Vegan Hazelnut Cake
INGREDIENTS
- 250g ground hazelnuts*
- 150g spelt or buckwheat flour as gluten-free option
- 100 – 120g raw cane sugar
- 2 tsp baking powder
- 1 tsp cinnamon
- 1 pinch of salt
- 320ml Ecomil Sugar-free Hazelnut drink
- 4 tbsp maple syrup
For the drizzle:
- 70g dark chocolate, melted
- 3 tbsp roasted, chopped hazelnuts*
*For those who have a hazelnut allergy, you can of course substitute with ground almonds, Sugar-free Almond milk and roasted almonds on top!
INSTRUCTIONS
- Preheat the oven to 180°C.
- Combine all dry ingredients (ground hazelnuts, flour of choice, raw cane sugar, baking powder, cinnamon and salt) in a mixing bowl. Add the hazelnut drink and maple syrup and whisk until the batter is homogenous and without any remaining clumps.

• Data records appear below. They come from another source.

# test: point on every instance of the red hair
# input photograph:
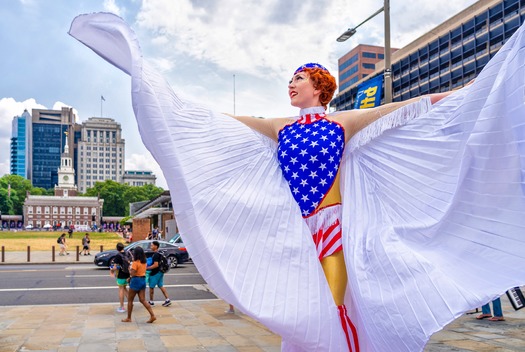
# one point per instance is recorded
(323, 81)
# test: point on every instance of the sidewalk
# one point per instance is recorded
(199, 326)
(45, 257)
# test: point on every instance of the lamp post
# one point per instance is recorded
(388, 71)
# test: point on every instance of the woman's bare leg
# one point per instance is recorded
(131, 297)
(142, 299)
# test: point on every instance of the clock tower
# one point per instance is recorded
(66, 174)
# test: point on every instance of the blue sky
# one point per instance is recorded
(198, 45)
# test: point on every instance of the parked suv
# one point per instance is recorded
(174, 253)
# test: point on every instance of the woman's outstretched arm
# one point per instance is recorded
(355, 120)
(268, 127)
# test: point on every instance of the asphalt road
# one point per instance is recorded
(41, 284)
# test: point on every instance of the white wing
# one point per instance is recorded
(435, 210)
(240, 223)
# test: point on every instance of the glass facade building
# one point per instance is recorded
(48, 141)
(47, 135)
(19, 145)
(450, 55)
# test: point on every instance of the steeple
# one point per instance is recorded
(66, 174)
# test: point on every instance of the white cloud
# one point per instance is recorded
(246, 36)
(147, 163)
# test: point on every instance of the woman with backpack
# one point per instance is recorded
(62, 243)
(137, 284)
(120, 268)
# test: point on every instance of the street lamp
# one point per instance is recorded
(388, 71)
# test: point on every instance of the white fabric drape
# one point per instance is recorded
(432, 210)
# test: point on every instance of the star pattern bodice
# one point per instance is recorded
(309, 153)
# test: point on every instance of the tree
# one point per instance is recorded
(13, 190)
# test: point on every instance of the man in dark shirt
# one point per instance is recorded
(156, 277)
(122, 275)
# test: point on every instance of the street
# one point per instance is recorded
(43, 284)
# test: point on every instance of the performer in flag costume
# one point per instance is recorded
(431, 208)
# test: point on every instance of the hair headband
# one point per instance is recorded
(310, 65)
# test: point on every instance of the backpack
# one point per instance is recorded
(126, 262)
(164, 265)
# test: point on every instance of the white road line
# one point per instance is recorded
(114, 287)
(106, 275)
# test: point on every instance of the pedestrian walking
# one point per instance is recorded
(120, 270)
(86, 245)
(137, 284)
(62, 243)
(156, 276)
(498, 312)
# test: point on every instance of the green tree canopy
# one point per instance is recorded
(13, 189)
(118, 196)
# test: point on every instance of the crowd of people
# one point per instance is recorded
(134, 273)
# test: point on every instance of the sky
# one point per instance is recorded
(235, 56)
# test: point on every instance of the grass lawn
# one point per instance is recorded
(43, 241)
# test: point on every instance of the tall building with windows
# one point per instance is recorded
(19, 144)
(139, 177)
(64, 208)
(448, 56)
(46, 139)
(100, 152)
(359, 63)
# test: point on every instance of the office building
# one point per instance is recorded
(139, 178)
(48, 131)
(19, 144)
(448, 56)
(100, 152)
(64, 208)
(358, 63)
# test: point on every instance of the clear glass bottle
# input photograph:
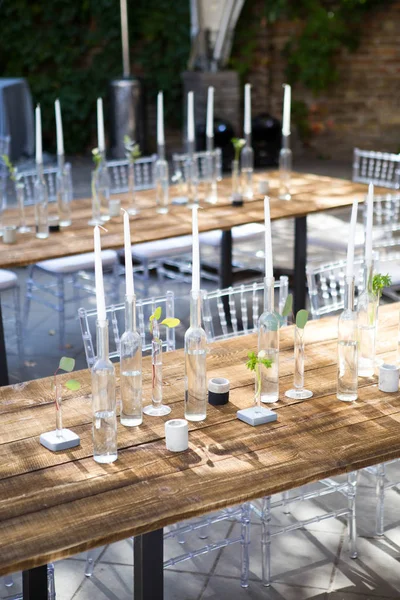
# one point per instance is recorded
(104, 401)
(195, 363)
(367, 313)
(131, 368)
(268, 345)
(41, 204)
(285, 168)
(247, 168)
(347, 384)
(162, 181)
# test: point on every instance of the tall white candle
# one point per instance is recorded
(286, 109)
(160, 119)
(128, 256)
(352, 236)
(98, 272)
(268, 239)
(100, 126)
(210, 112)
(190, 116)
(60, 137)
(38, 129)
(195, 251)
(370, 219)
(247, 109)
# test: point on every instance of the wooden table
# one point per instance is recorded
(55, 505)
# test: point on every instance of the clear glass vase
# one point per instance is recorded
(195, 363)
(268, 345)
(104, 401)
(131, 368)
(347, 374)
(367, 314)
(298, 392)
(285, 168)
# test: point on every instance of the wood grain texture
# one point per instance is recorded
(55, 505)
(311, 193)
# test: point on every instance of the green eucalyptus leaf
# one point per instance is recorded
(301, 318)
(67, 364)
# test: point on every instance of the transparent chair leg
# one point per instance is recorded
(245, 544)
(266, 540)
(352, 525)
(380, 499)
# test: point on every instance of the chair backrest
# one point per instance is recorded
(116, 317)
(179, 162)
(143, 169)
(326, 286)
(379, 168)
(234, 311)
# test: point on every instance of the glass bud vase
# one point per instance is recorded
(268, 345)
(367, 314)
(41, 204)
(285, 168)
(195, 363)
(131, 368)
(347, 384)
(156, 408)
(247, 168)
(298, 392)
(104, 401)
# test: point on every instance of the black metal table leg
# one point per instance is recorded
(300, 259)
(34, 584)
(149, 566)
(3, 355)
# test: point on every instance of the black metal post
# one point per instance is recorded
(149, 566)
(300, 259)
(3, 356)
(34, 584)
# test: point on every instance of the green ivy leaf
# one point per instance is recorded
(67, 364)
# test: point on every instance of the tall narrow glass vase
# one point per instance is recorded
(195, 363)
(131, 368)
(285, 168)
(268, 345)
(347, 384)
(104, 400)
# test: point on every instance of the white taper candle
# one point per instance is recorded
(370, 220)
(38, 129)
(190, 117)
(100, 126)
(268, 239)
(352, 236)
(98, 271)
(195, 251)
(210, 112)
(60, 136)
(286, 109)
(160, 119)
(247, 109)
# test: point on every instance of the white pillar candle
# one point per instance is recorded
(195, 251)
(352, 236)
(286, 109)
(268, 239)
(38, 128)
(100, 126)
(128, 256)
(98, 271)
(190, 117)
(210, 112)
(247, 109)
(60, 137)
(160, 119)
(370, 219)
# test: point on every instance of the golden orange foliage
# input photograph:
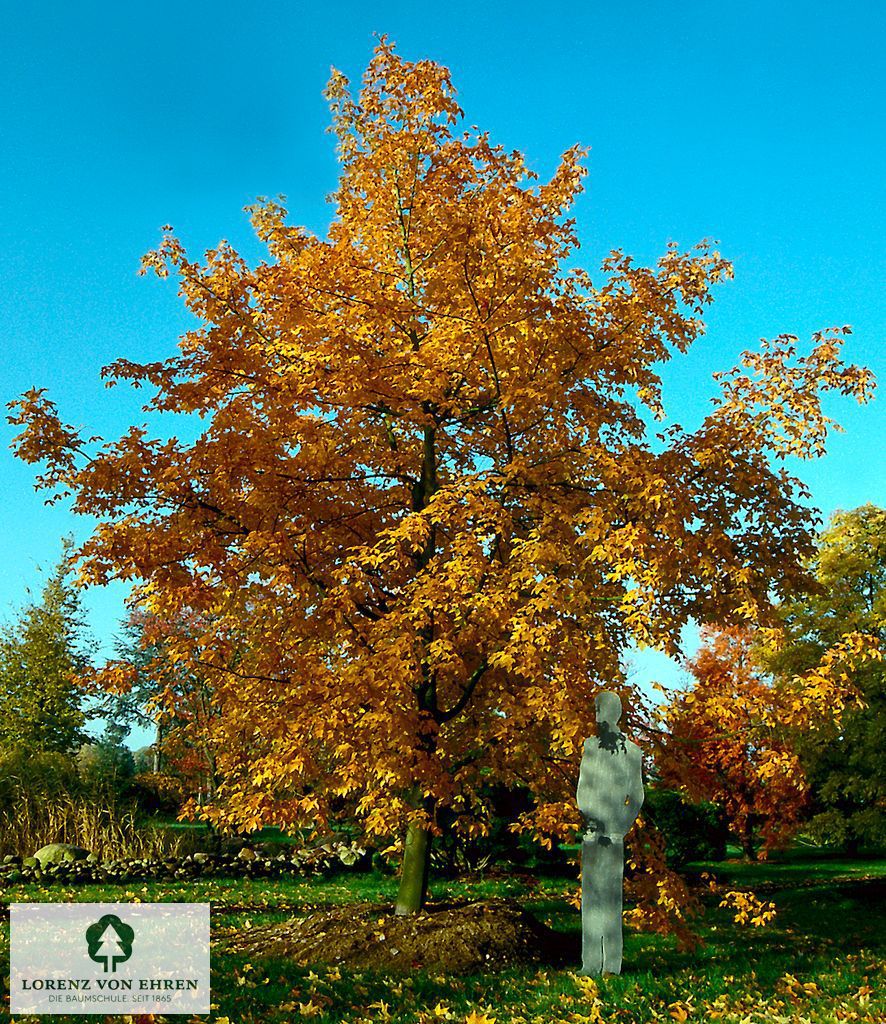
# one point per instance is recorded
(425, 515)
(729, 737)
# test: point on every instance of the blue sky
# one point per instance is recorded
(757, 124)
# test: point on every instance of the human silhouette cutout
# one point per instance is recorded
(609, 797)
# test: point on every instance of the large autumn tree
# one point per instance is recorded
(426, 514)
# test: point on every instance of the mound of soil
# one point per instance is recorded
(453, 938)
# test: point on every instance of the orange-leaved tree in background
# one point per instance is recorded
(425, 517)
(727, 740)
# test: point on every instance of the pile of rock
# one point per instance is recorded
(66, 864)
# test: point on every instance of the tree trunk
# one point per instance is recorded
(748, 847)
(414, 871)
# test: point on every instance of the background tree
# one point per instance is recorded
(42, 656)
(425, 516)
(151, 684)
(727, 741)
(844, 761)
(107, 763)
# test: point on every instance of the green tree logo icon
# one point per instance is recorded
(110, 941)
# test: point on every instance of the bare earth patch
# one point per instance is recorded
(461, 938)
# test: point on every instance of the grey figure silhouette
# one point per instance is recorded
(609, 797)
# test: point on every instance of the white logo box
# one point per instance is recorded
(109, 957)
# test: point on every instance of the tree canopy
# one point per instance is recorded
(426, 513)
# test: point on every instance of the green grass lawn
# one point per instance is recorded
(821, 961)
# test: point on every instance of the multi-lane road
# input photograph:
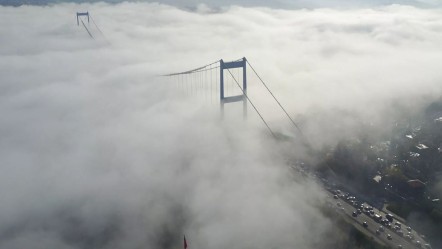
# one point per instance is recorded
(372, 228)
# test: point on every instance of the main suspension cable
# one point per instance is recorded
(254, 107)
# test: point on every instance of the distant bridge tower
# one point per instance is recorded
(242, 97)
(82, 14)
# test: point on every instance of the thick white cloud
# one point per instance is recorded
(98, 152)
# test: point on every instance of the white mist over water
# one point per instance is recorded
(96, 152)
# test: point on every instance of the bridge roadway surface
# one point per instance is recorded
(370, 230)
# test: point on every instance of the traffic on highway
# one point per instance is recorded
(382, 227)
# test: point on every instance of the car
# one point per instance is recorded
(377, 217)
(389, 217)
(418, 244)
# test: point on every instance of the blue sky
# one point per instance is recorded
(273, 4)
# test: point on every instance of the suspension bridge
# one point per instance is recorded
(229, 80)
(84, 15)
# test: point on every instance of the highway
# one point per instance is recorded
(341, 205)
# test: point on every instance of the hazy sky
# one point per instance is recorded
(273, 4)
(99, 152)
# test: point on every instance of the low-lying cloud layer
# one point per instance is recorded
(98, 152)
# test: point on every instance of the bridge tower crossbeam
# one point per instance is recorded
(230, 99)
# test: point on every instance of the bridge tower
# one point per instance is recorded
(82, 14)
(230, 99)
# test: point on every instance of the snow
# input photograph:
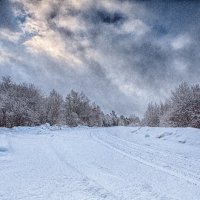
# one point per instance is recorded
(118, 163)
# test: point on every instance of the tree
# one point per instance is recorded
(54, 108)
(151, 117)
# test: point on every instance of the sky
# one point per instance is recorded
(122, 54)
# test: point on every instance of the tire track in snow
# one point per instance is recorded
(144, 162)
(92, 185)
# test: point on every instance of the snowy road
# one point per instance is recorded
(100, 163)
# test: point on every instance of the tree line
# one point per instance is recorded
(25, 105)
(181, 109)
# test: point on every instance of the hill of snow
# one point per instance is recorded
(118, 163)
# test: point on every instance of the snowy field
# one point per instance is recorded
(119, 163)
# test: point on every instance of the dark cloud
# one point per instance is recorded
(7, 19)
(122, 54)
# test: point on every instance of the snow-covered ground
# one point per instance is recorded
(126, 163)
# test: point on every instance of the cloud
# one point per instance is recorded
(122, 54)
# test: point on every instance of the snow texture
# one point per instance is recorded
(118, 163)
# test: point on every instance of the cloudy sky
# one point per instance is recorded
(121, 53)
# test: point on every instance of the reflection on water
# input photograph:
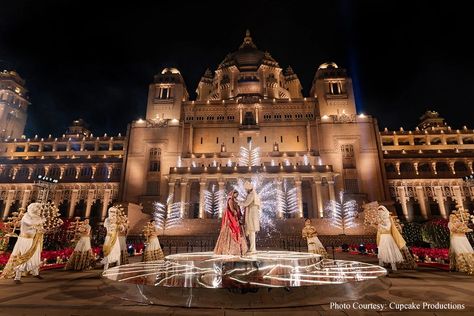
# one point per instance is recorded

- Pour the mixture into a rectangular baking tin and bake for 45 – 50 min or until a knife comes out clean.
- Allow the cake to cool down before removing it from the cake tin and coat with melted chocolate and roasted hazelnuts if desired.
Tip: you can add on the top hazelnut butter, stirred fruits or yoghurt and granola to make it tastier!